FIGURE 3.

HIV-1 RT mediated incorporation of rNTPs at the intracellular concentrations found in primary human HIV-1 target cell types. A, the ratios of the rNTP and dNTP concentrations in human primary macrophages and activated PBMCs (see Table 1) are compared. The calculated -fold differences of the dNTP and rNTP concentration disparity in macrophages and activated PBMCs are marked for each of four rNTP and dNTP pairs.
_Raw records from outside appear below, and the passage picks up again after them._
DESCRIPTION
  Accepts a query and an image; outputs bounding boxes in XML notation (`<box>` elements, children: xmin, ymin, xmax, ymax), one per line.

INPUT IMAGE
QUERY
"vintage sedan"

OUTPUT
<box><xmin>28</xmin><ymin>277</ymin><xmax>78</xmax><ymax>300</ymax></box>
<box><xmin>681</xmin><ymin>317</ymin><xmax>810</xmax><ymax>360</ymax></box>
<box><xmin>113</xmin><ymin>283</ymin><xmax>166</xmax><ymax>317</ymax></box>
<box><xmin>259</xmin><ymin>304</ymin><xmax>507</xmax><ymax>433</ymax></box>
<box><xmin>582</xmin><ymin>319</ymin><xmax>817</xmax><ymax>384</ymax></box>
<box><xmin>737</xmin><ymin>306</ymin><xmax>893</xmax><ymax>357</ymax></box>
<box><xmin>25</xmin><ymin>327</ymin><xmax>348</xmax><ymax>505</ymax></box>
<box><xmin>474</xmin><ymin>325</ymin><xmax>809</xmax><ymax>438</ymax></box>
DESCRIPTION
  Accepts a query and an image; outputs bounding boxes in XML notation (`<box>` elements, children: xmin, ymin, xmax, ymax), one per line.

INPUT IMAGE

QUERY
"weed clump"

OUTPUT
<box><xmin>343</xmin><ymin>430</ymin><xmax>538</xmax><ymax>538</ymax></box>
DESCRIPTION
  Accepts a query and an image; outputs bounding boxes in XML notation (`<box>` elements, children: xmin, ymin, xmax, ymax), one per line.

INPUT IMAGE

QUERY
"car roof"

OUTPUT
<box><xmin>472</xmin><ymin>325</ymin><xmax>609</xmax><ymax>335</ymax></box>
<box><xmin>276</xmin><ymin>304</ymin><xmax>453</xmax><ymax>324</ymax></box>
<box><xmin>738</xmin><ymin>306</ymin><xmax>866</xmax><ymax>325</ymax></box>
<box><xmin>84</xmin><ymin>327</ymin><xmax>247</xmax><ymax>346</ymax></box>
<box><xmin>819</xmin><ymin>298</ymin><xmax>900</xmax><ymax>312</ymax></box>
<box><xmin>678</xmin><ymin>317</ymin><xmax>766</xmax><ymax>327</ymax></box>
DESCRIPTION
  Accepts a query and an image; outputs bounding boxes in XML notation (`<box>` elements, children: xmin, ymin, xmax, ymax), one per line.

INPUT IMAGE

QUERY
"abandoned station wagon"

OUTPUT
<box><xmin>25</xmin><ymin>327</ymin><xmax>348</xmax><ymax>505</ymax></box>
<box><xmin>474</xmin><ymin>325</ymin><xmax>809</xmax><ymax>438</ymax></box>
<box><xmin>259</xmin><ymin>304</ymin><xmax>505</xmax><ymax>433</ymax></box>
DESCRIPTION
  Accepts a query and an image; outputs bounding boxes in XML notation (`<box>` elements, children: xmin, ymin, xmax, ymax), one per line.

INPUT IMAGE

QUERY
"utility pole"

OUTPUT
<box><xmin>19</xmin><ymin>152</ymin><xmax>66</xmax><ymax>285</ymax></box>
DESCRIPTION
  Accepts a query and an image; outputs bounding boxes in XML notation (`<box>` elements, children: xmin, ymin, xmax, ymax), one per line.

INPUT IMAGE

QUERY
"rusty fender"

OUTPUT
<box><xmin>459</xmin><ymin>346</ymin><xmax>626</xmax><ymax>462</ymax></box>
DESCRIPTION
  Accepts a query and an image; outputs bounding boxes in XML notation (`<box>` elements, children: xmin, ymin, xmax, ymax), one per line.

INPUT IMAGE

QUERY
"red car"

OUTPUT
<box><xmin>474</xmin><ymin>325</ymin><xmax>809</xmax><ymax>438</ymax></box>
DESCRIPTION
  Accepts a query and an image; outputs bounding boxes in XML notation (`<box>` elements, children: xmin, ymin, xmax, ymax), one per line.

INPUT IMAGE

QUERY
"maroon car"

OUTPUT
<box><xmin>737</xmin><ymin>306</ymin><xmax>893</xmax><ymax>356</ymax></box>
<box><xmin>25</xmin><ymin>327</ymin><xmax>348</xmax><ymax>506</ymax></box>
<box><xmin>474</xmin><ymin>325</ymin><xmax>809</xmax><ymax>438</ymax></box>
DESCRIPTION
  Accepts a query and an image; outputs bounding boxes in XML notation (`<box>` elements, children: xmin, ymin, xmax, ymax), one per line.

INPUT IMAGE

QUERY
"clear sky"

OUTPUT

B, a 23-mer DNA primer (P) annealed to an RNA 40-mer template (T) (10 nm template-primer complex) was extended by HIV-1 RT (200 nm) at macrophage (M) and PBMC (PB) dNTP and rNTP concentrations (see Table 1) in the presence of [α-³²P[UTP with a 1:690 ratio to the nonradioactive UTP. The reactions were terminated by 10 mm EDTA and inactivation at 95 °C for 3 min, purified with a Qiagen nucleotide removal column, and mixed with an equal amount of the 23-mer 5′-end ³²P-labeled DNA primer as a loading control (LC) before application to 15% polyacrylamide denaturing gels (left). The fully extended product density (F) in the macrophage and T cell nucleotide reactions was quantified and compared after normalization by the loading control for calculating the -fold difference of the rNTP incorporation between macrophages and T cell nucleotide pools (right). C, a time course DNA synthesis by HIV-1 RT (20 nm) with the 5′-end ³²P-labeled 17-mer primer annealed to the RNA 40-mer template (2 nm template-primer) at the macrophage dNTP concentration (see Table 1) for 2, 4, 8, 16, and 20 min in the presence and absence of macrophage rNTP pools measured in Table 1. C, no RT control; F, fully extended product; P, unextended primer.